Diese Tatsache ist nicht neu, aber dennoch höchst interessant, ganz einfach deshalb, weil sie mich darüber spekulieren lässt, ob wir auch unser Bewusstsein im Verhältnis zum Unbewussten überschätzen.
Wie oben so unten, lässt uns Hermes Trismegistos wissen und aus der Bibel kennen wir mehrfach das Wie im Himmel so auf Erden.  – Die Griechen sprachen vom Mikrokosmos, dem Menschen, und dem Gott Anthropos (anthropos bedeutet übersetzt Mensch) und meinen damit das göttliche Wesen des Menschen, eben den Makrokosmos, das All.
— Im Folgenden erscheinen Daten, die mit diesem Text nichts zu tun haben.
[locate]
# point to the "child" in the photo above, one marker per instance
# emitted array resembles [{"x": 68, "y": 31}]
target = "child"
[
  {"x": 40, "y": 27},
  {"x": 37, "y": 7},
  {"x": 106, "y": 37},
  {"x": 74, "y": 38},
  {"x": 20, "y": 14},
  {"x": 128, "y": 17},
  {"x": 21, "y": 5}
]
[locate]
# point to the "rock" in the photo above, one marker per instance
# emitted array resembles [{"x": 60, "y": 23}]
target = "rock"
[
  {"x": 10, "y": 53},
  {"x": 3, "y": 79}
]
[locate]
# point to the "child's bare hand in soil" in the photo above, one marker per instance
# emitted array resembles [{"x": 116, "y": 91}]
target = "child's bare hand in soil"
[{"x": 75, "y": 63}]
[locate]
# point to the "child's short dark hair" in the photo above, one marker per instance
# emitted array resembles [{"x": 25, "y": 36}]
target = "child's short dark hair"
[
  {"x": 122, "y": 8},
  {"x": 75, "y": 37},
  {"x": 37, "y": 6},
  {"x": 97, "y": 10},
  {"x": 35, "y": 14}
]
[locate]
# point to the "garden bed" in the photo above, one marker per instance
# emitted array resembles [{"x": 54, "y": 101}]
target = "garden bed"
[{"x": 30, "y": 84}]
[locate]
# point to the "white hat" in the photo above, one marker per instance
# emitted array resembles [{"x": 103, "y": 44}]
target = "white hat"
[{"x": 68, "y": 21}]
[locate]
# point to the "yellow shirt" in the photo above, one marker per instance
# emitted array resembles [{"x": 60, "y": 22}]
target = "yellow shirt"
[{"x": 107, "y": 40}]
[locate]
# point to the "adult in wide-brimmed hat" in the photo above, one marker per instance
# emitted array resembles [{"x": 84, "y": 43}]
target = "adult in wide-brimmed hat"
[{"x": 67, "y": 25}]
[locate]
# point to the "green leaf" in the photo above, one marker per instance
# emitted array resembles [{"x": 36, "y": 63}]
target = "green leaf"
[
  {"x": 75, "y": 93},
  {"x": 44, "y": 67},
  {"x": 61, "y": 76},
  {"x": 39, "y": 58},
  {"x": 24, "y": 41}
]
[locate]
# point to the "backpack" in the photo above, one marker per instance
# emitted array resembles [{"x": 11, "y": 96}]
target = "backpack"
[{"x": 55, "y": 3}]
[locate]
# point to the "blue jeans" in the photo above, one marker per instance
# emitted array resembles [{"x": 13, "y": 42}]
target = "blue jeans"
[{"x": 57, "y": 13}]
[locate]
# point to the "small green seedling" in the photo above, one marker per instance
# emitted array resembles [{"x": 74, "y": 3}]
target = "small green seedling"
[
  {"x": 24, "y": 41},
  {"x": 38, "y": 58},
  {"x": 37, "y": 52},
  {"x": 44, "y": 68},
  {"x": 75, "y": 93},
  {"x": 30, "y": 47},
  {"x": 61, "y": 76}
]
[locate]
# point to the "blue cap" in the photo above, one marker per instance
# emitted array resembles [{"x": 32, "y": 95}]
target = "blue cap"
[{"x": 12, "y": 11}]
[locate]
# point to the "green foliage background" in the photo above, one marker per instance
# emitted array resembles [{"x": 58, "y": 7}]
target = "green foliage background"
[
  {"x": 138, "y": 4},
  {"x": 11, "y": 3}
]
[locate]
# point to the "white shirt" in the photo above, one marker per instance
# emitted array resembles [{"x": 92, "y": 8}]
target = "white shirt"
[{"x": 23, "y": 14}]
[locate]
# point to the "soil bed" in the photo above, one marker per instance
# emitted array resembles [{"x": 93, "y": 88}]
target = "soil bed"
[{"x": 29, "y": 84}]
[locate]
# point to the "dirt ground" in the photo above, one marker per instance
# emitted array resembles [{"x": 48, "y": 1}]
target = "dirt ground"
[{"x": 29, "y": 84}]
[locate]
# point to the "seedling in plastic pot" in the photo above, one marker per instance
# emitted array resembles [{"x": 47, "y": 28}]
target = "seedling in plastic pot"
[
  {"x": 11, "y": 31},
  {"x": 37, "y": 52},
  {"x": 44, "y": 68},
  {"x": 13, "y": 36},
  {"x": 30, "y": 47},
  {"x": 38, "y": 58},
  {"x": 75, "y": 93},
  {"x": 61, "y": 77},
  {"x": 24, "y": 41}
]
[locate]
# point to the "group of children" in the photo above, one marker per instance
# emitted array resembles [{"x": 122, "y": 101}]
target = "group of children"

Auch für sie bestand eine unmittelbare Korrespondenz zwischen beiden, dem kleinen Kosmos Mensch, dem Mikrokosmos, und dem großen Kosmos Gott-Mensch, dem Makrokosmos.

Bisher nahmen wir an, dass das Unbewusste zum Bewussten in einem Verhältnis von 70 zu 30 oder von 80 zu 20 Prozent besteht. 
Ist auch dieses für viele schon erstaunliche Verhältnis noch zu hoch gegriffen zu Ungunsten des Bewusstseins?
Ist unser Bewusstsein in Wirklichkeit noch geringer?
Ist das Verhältnis von Bewusstem zu Unbewusstem gar 5 % zu 95 %?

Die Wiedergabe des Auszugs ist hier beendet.